Neagley’s head snapped up and I saw her expression close in as she regarded him with a cool flat gaze. Maybe she was always wary when she was first introduced to people, or maybe the part of her-the instinct- that was still a cop recognized the inherently lawless element in Sean’s makeup.

“You must be Mr. Meyer,” she said at last, and waited for Sean to cross the room before she offered a handshake. “Frances Neagley-we’ve spoken on the phone.”

“Ms. Neagley,” Sean said, matching his tone to hers. After a moment she gave a flicker of a smile, as though acknowledging she’d been subjected to the same careful scrutiny.

He came round and sat in one of the chairs by the bed and I saw his eyes narrow as they swept over me.

“Any news?” I asked quickly, heading off any queries about my state of health.

“We’ve been digging around some more on Greg Lucas,” he said. “Lucas had a nasty reputation in the army, as we already know. He had a temper on him-used to go out and pick fights with the locals wherever he was posted. He was also one hell of a jealous husband. Made his wife’s life hell and after Simone was born he got a whole lot worse.”

“Worse?” I said, frowning. “No wonder Simone’s mother didn’t want her to contact him.”

“That’s not the whole story,” Sean said. “It seems that not only did he not trust his wife to behave herself while he was overseas, more often than not he took his anger out on the child.”

“On Simone?” It was Neagley who broke in this time.
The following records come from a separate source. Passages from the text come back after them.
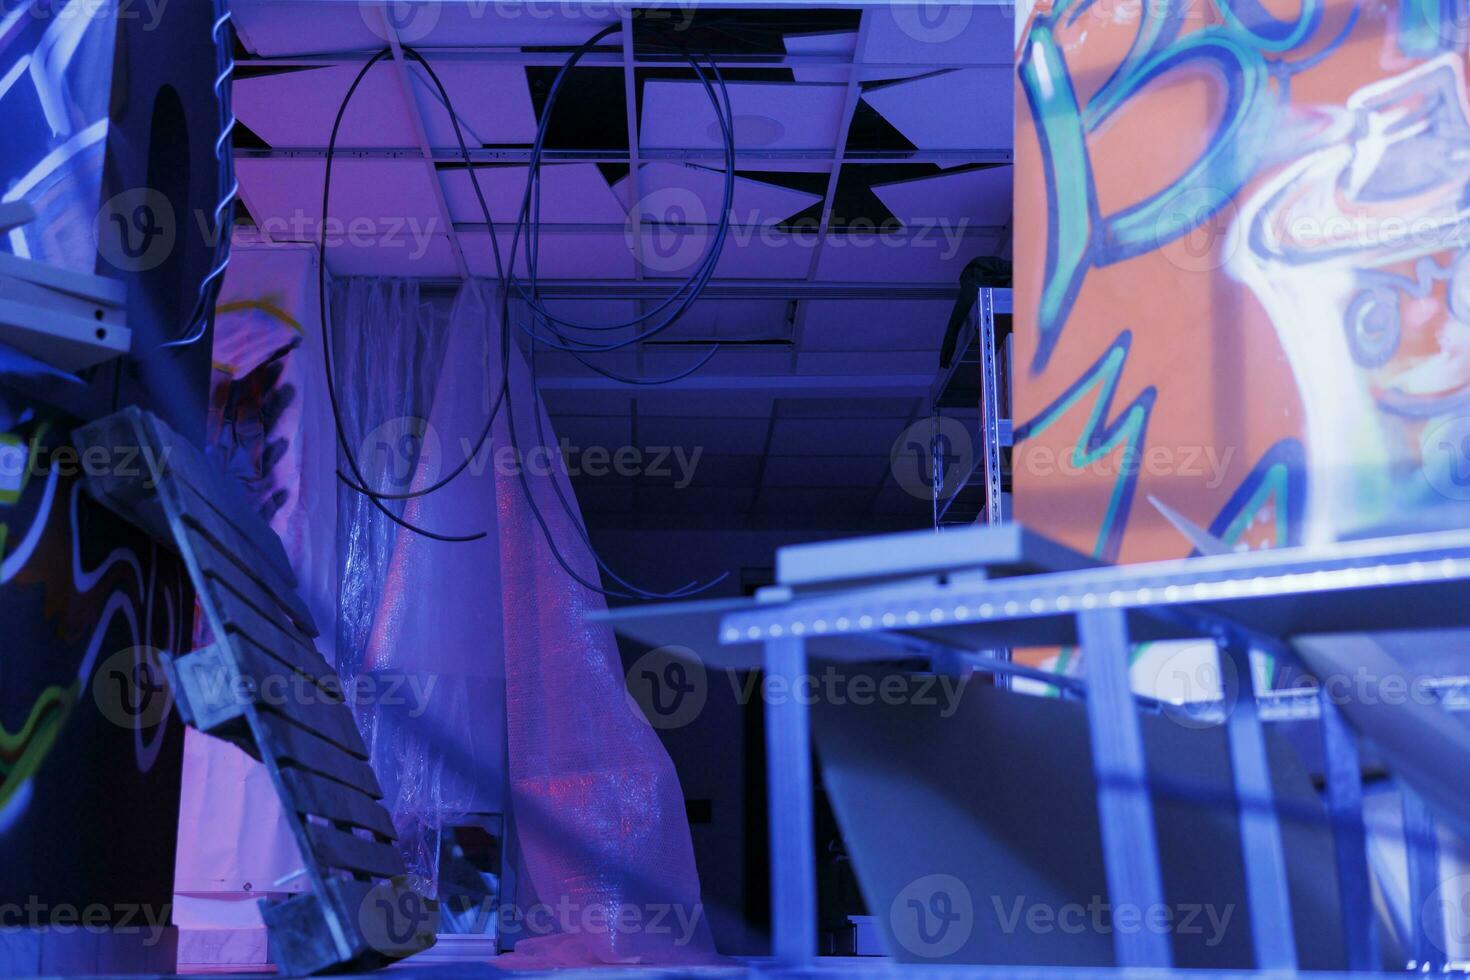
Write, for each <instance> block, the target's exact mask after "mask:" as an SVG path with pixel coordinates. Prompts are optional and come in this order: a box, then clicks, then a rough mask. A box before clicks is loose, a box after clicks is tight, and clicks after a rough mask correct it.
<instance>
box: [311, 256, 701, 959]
mask: <svg viewBox="0 0 1470 980" xmlns="http://www.w3.org/2000/svg"><path fill="white" fill-rule="evenodd" d="M407 289H410V287H409V285H407V284H381V282H348V284H345V285H343V287H341V292H340V294H337V297H338V298H337V306H338V314H337V316H334V320H335V322H337V323H338V325H340V329H338V347H340V350H341V363H340V366H338V370H340V378H341V388H343V392H344V404H345V406H347V414H348V420H347V429H348V432H350V433H353V435H351V439H354V444H362V450H360V453H359V460H360V464H362V467H363V473H365V476H366V478H368V480H369V482H372V483H373V486H375V489H378V491H381V492H385V494H392V492H404V491H406V489H410V488H423V486H429V485H432V483H435V482H438V480H440V479H441V478H442V476H444V475H447V473H448V472H450V470H451V469H454V467H456V466H457V464H459V463H462V461H465V460H466V458H469V464H467V467H466V470H465V472H463V473H462V475H460V476H459V478H457V479H454V480H453V482H450V483H448V485H447V486H445V488H442V489H440V491H437V492H434V494H431V495H426V497H420V498H413V500H410V501H407V502H390V504H388V505H390V507H392V508H394V513H395V514H400V516H401V517H403V519H404V520H407V522H410V523H413V525H417V526H422V527H428V529H431V530H435V532H440V533H448V535H466V533H475V532H485V538H484V539H481V541H475V542H467V544H466V542H454V544H445V542H438V541H432V539H428V538H423V536H419V535H415V533H413V532H410V530H404V529H401V527H397V526H394V525H392V523H391V522H390V520H388V519H387V517H384V516H382V514H381V513H375V510H373V508H372V502H370V501H368V500H366V498H363V497H362V495H360V494H356V492H353V491H351V489H347V488H344V495H343V504H341V514H343V519H341V520H343V525H341V527H340V536H341V539H343V542H344V567H343V614H341V632H340V644H341V652H343V666H344V669H345V673H344V676H347V677H350V679H353V677H357V679H360V677H373V676H379V677H381V676H385V674H406V676H409V677H419V679H420V682H422V685H423V686H428V685H431V683H432V689H431V691H429V692H428V696H426V698H425V699H423V702H422V704H419V705H415V710H416V711H417V714H415V716H413V717H409V713H406V711H401V710H388V708H384V707H373V705H363V704H360V705H359V713H360V720H362V723H363V726H365V732H368V735H369V746H370V748H372V752H373V765H375V768H376V770H378V776H379V780H382V783H384V790H385V793H387V799H385V802H388V804H390V808H391V810H392V811H394V817H395V826H397V829H398V832H400V835H401V836H403V839H404V840H406V842H409V846H410V855H409V858H410V868H412V870H413V871H415V873H416V874H419V876H422V877H423V879H428V880H429V882H432V880H434V879H435V876H437V864H435V860H437V855H438V832H440V829H441V827H442V826H445V824H447V823H453V821H454V820H457V818H460V817H462V815H463V814H469V813H490V811H494V810H504V808H506V799H504V798H503V795H501V793H503V792H504V790H506V789H507V788H509V810H510V811H512V814H513V818H514V830H516V837H517V842H519V871H520V876H519V882H517V890H516V895H514V907H516V909H517V914H514V915H512V914H507V909H501V914H498V915H497V918H495V923H497V926H498V932H500V936H501V939H503V940H504V942H506V943H512V942H513V943H514V945H516V954H514V959H516V961H519V962H520V964H522V965H532V964H545V965H575V964H601V962H698V961H709V959H711V958H713V955H714V954H713V943H711V940H710V934H709V927H707V923H706V920H704V915H703V907H701V904H700V889H698V876H697V871H695V867H694V852H692V846H691V842H689V832H688V824H686V821H685V811H684V798H682V793H681V790H679V783H678V776H676V774H675V771H673V764H672V763H670V761H669V757H667V754H666V752H664V751H663V746H661V745H660V743H659V739H657V736H656V735H654V732H653V729H651V727H650V726H648V723H647V721H645V720H644V718H642V716H641V714H639V711H638V708H637V705H635V704H634V702H632V701H631V698H629V696H628V693H626V689H625V685H623V676H622V669H620V664H619V658H617V646H616V642H614V641H613V636H612V632H610V630H609V629H607V627H604V626H601V624H595V623H589V621H587V616H588V614H589V613H594V611H600V610H601V608H603V599H601V597H598V595H595V594H594V592H591V591H588V589H585V588H584V586H581V585H576V583H575V582H573V580H572V579H570V577H569V576H567V574H566V572H564V570H563V569H562V567H560V566H559V563H557V560H556V557H554V555H553V552H551V550H550V548H548V545H547V541H545V535H544V533H542V530H541V527H539V526H538V525H537V520H535V517H534V514H532V511H531V507H529V504H528V500H526V489H525V486H529V489H531V494H534V498H535V501H537V504H538V507H539V510H541V513H542V516H544V519H545V522H547V526H548V532H550V536H551V539H553V541H554V542H556V545H557V550H559V551H560V552H562V555H563V560H566V561H567V563H569V564H570V566H572V567H573V569H575V570H576V572H578V574H579V576H582V577H585V579H588V580H592V582H595V580H598V577H600V576H598V570H597V566H595V563H594V558H592V555H591V551H589V550H588V547H587V544H585V541H584V538H582V535H581V530H579V527H581V519H579V517H578V516H575V511H573V514H570V516H569V514H567V513H566V511H564V510H563V508H562V504H560V502H559V501H557V498H556V489H554V488H553V483H551V480H560V483H562V491H563V494H564V495H566V498H567V500H569V501H575V497H572V489H570V486H569V485H567V480H566V475H564V473H563V472H562V467H557V466H554V463H556V461H557V460H559V457H557V455H556V453H554V450H553V451H551V453H547V451H544V450H541V451H538V453H537V454H535V460H537V461H535V463H532V460H531V458H528V457H531V455H532V454H531V450H534V448H535V447H541V445H545V444H542V441H541V435H539V433H538V432H537V420H538V413H539V404H538V401H537V400H535V397H534V394H532V389H531V379H529V370H528V367H526V363H525V360H523V359H522V356H520V351H519V350H517V348H512V350H510V353H509V357H507V359H506V364H507V366H509V373H510V400H509V406H504V407H501V410H500V413H498V414H497V420H495V426H494V432H492V439H491V442H488V444H487V445H484V447H481V448H479V451H478V453H475V448H476V445H475V444H476V438H478V435H479V432H481V430H482V428H484V423H485V419H487V416H488V413H490V411H491V410H492V407H494V403H495V395H497V394H498V391H500V379H501V378H503V373H501V367H503V360H501V354H503V351H501V325H500V320H498V304H497V301H495V295H494V287H488V285H476V287H467V288H465V289H462V291H460V292H459V295H457V297H456V300H454V303H453V309H451V310H450V314H448V317H447V323H445V326H444V329H442V334H444V335H445V341H444V344H445V347H447V351H445V353H444V354H442V356H440V357H434V356H435V353H437V351H434V350H432V341H434V338H432V336H423V335H422V334H420V331H422V329H423V325H425V323H431V322H432V317H428V319H423V317H422V314H420V319H413V317H410V320H409V322H401V323H400V326H398V328H397V331H398V332H397V334H395V332H394V328H391V326H387V325H385V323H384V322H381V320H384V319H385V307H387V310H400V311H401V310H403V309H406V300H404V297H407V295H409V292H407ZM384 291H387V292H384ZM395 291H397V292H395ZM388 297H397V298H392V301H391V303H388V301H387V298H388ZM394 316H401V314H400V313H387V319H391V317H394ZM375 320H379V322H375ZM431 332H432V331H431ZM401 334H412V335H413V339H412V341H410V339H409V338H406V336H403V335H401ZM428 363H440V364H442V367H441V370H440V372H438V375H437V378H435V381H434V383H432V385H423V375H422V370H423V369H422V367H415V369H412V372H410V370H409V369H407V364H419V366H423V364H428ZM406 372H407V373H412V375H413V378H409V376H407V373H406ZM512 414H513V416H514V420H516V439H512V438H510V425H509V417H510V416H512ZM539 423H541V430H542V432H544V435H545V439H547V444H550V445H553V447H554V438H556V436H554V433H553V432H551V428H550V423H548V422H547V419H545V417H544V416H541V417H539ZM514 447H519V451H514ZM522 461H525V463H528V466H526V470H525V473H523V476H525V480H526V483H525V486H523V485H522V473H520V472H519V470H520V466H522ZM545 463H553V466H545ZM395 483H401V485H395ZM573 507H575V504H573ZM398 508H401V511H400V510H398ZM501 671H503V673H501ZM379 689H381V688H379ZM501 698H503V699H501ZM503 726H504V727H503ZM506 732H509V743H507V742H506V741H503V733H506ZM507 755H509V770H507Z"/></svg>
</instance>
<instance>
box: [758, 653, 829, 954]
mask: <svg viewBox="0 0 1470 980" xmlns="http://www.w3.org/2000/svg"><path fill="white" fill-rule="evenodd" d="M806 674H807V651H806V642H804V641H803V639H801V638H800V636H785V638H778V639H767V641H766V688H764V689H766V691H767V692H770V696H767V698H766V805H767V810H769V814H770V932H772V954H773V955H775V958H776V962H778V964H781V965H782V967H784V968H795V970H801V968H806V967H808V965H811V961H813V959H814V958H816V930H817V895H816V843H814V842H813V833H814V832H813V826H811V821H813V818H811V807H813V799H811V724H810V717H808V711H807V708H808V705H807V702H806V701H804V699H803V698H804V695H803V693H801V689H803V686H804V683H806V682H804V679H806Z"/></svg>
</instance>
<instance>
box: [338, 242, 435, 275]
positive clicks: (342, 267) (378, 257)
mask: <svg viewBox="0 0 1470 980" xmlns="http://www.w3.org/2000/svg"><path fill="white" fill-rule="evenodd" d="M326 270H328V272H331V273H332V275H334V276H406V278H416V279H441V278H444V276H453V275H456V269H454V253H453V251H451V250H450V241H448V238H445V237H444V235H435V237H434V238H431V239H428V241H426V242H423V244H422V247H415V248H384V247H379V245H360V244H354V242H353V241H345V242H343V244H340V245H337V247H334V248H331V250H328V253H326Z"/></svg>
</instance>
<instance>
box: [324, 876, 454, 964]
mask: <svg viewBox="0 0 1470 980" xmlns="http://www.w3.org/2000/svg"><path fill="white" fill-rule="evenodd" d="M326 893H328V896H329V898H331V901H329V902H323V905H328V907H329V908H331V909H332V915H334V917H335V918H337V920H338V921H340V923H341V924H343V926H344V927H345V929H347V930H348V932H350V933H351V934H354V936H362V939H363V942H365V943H366V945H368V948H369V949H370V951H372V954H376V955H372V954H369V955H366V956H362V958H359V961H357V962H360V964H365V965H368V967H369V968H370V967H378V965H382V964H384V962H388V961H392V959H400V958H403V956H409V955H413V954H415V952H419V951H423V949H428V948H429V946H432V945H434V940H435V934H437V933H438V927H440V905H438V902H435V901H434V899H428V898H423V896H422V895H417V893H416V892H413V889H412V887H409V886H407V883H406V880H404V879H395V880H388V882H359V880H354V879H344V877H331V879H328V880H326Z"/></svg>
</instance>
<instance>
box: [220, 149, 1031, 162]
mask: <svg viewBox="0 0 1470 980" xmlns="http://www.w3.org/2000/svg"><path fill="white" fill-rule="evenodd" d="M432 153H434V159H435V160H444V162H451V163H459V162H462V160H463V159H465V156H463V154H462V153H460V148H459V147H434V148H432ZM422 154H423V151H422V150H420V148H419V147H338V148H337V150H334V151H332V157H334V159H354V160H397V159H413V157H417V156H422ZM325 156H326V147H270V148H269V150H248V148H238V150H235V159H240V160H316V159H320V157H325ZM469 159H470V160H472V162H475V163H485V165H492V163H529V162H531V147H469ZM541 159H542V162H544V163H629V154H628V151H626V150H545V151H544V153H542V154H541ZM638 159H639V160H641V162H648V160H670V162H676V163H704V165H714V163H723V160H725V150H720V148H713V147H691V148H673V150H667V148H663V150H656V148H650V147H642V148H641V150H639V151H638ZM1013 159H1014V153H1011V150H1010V147H972V148H964V150H872V151H867V150H864V151H858V153H847V154H839V156H838V154H833V151H832V150H820V148H819V150H751V148H744V150H742V148H739V147H736V150H735V160H736V162H742V160H744V162H747V163H750V162H761V163H831V165H848V163H935V165H944V166H963V165H967V163H997V165H1000V163H1011V162H1013Z"/></svg>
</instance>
Sean nodded. “It seems that she made a lot of trips to the hospital as a baby-bumps, bruises, a broken wrist,” he said. I thought of his own childhood, what I knew of it, and could understand the faint trace of bitterness in his voice.

“And nobody noticed?” Neagley said. “Nobody picked up on any of this?”

“Overworked staff and a convincingly concerned mother.” Sean shrugged. “It happens.”

“But if he beat her as a kid, why was Simone so desperate to track him down again?” Neagley asked. She glanced at me. “Did she have some kind of score to settle?”

I shook my head slowly. “No, I don’t think so,” I said. “Before we left London she said she couldn’t really remember anything about him and I believed her. Could have blocked it out, I suppose.”

I was starting to slur my words a little, I noted. It was catching up with me again. Every breath scraped my lungs, my mouth was arid, and my thigh was throbbing so hard it was making the whole of my lower leg ache. I wondered what time I was due some extra pain medication and hoped fervently that it was soon.

I heard the murmur of Sean’s voice and Neagley saying something in reply, but they seemed to be coming from a long way away, hazy and indistinct. Stay with it, Fox. Come on….

I don’t remember closing my eyes, but I must have fallen into a doze. Next thing I knew, I woke to hear my father’s voice, quietly furious, at the end of the bed. I opened my eyes a fraction and found that Neagley’s chair was empty, but I had no idea how long she’d been gone.